Amex GBT Acquisition of KDS: Customer Impact
Last month, American Express Global Business Travel (GBT) last month announced it had signed an agreement to acquire KDS, a provider of integrated travel technology. According to the press release, “the acquisition of KDS is part of a broader investment strategy by GBT to develop an industry-leading suite of traveler-centric online and digital services, sitting on top of the company’s core technology platform for business travelers.”
During their continuous and extensive review of travel and expense management solutions, our analysts always look at what kind of impact these developments will have on products and customers. In order to find out more, we sat in on one of many sessions they’ve planned to address questions about the acquisition.

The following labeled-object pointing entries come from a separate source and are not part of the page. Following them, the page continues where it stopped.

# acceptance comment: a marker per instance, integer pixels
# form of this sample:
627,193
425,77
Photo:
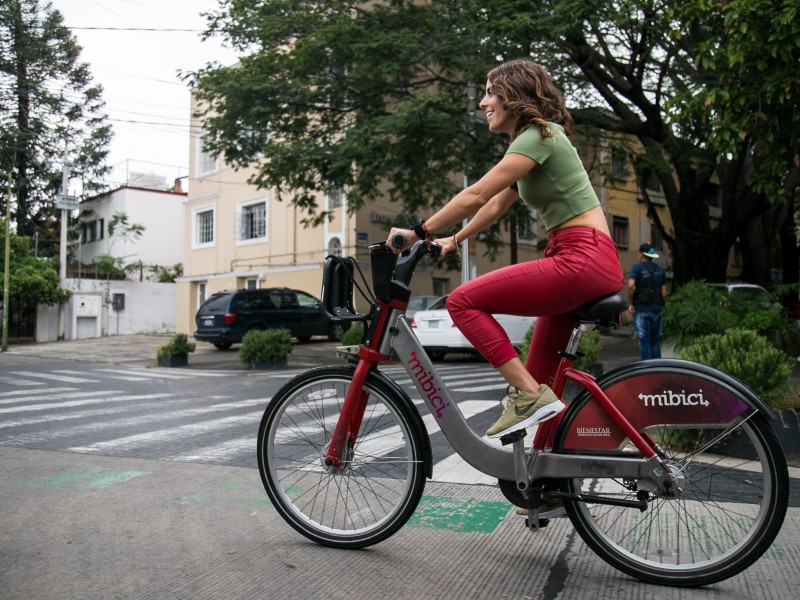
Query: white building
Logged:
159,211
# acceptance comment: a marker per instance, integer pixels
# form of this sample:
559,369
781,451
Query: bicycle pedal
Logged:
541,523
512,437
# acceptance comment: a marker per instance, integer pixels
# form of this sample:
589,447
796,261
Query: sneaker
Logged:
546,511
525,409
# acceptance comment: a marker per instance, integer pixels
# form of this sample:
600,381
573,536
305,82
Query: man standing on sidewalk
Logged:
647,289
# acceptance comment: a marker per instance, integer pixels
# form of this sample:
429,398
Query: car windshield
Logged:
439,304
216,302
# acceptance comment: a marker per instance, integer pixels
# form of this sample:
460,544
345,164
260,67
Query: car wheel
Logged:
336,331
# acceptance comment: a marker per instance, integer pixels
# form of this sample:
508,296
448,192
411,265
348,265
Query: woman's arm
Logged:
494,184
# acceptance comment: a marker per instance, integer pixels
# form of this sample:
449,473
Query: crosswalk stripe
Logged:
48,376
98,425
45,398
142,439
26,392
219,453
117,374
19,382
74,403
172,374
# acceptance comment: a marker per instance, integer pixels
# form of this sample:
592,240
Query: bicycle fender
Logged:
657,393
753,399
416,419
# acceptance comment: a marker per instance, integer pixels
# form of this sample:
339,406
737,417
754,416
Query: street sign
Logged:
64,202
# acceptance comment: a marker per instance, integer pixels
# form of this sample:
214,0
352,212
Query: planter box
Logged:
174,360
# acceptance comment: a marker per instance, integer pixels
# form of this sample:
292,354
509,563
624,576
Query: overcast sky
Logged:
147,105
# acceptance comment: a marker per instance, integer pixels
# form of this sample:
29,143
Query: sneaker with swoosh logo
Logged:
525,409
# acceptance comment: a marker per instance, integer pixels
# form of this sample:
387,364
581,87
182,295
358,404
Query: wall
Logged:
149,307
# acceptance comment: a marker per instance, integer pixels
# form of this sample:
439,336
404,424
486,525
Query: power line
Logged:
154,29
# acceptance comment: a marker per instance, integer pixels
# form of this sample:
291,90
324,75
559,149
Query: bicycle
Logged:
667,469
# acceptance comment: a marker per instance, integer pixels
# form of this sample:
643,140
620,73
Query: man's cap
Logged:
648,250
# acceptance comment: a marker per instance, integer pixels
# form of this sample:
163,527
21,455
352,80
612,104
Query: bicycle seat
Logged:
604,310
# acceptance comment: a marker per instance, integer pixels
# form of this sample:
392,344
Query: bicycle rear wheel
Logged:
734,494
375,493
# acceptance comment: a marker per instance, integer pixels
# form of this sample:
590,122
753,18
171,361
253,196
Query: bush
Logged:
179,344
262,345
696,310
589,346
749,357
353,336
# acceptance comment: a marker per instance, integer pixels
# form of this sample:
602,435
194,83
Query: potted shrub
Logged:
266,349
175,353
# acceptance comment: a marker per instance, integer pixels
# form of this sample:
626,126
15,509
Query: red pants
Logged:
579,265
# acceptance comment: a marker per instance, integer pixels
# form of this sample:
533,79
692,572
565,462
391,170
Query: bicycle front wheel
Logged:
734,489
371,496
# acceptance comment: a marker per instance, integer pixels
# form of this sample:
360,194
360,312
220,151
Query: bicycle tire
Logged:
376,493
735,489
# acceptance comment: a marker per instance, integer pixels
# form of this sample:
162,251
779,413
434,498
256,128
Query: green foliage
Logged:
47,99
695,310
365,93
30,278
178,344
589,346
750,358
258,345
361,94
353,336
109,266
167,274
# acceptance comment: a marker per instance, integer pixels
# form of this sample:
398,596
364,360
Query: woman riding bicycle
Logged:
580,262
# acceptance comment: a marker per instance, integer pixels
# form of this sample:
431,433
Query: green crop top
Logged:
558,187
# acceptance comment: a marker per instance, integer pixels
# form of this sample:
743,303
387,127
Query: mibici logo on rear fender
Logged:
428,385
653,400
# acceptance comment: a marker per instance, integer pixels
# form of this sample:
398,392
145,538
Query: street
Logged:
123,481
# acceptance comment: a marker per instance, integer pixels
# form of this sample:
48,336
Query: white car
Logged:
437,334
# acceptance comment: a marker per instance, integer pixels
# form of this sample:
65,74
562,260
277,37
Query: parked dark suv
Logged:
225,317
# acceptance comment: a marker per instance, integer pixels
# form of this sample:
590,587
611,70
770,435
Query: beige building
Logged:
237,236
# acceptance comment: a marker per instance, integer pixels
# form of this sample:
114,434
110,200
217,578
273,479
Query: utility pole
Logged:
6,270
64,202
465,270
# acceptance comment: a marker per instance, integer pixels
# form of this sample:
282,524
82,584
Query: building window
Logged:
620,230
201,293
619,164
334,247
335,198
203,223
206,161
526,226
252,221
92,231
440,286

We learned that very little will change as far as the business model and product strategy. The way KDS interacts with customers will remain unchanged, regardless of their affiliation with AMEX GBT or other travel management companies. All customers will continue to be serviced in the same way. The global footprint and extended ecosystem of AMEX GBT will add significant resources for KDS to optimize existing tools and develop new ones. In an industry that relies on interoperability, a merger with a large organization with a global footprint and more provider relationships will no doubt provide numerous long-term benefits to end users.
The acquisition is expected to close next month. KDS will operate as a wholly owned subsidiary of AMEX GBT, and there won’t be any sharing of customer data for commercial purposes. All contracts and points of contact for customers will remain the same. KDS has several more sessions and small roundtables planned to address any concerns.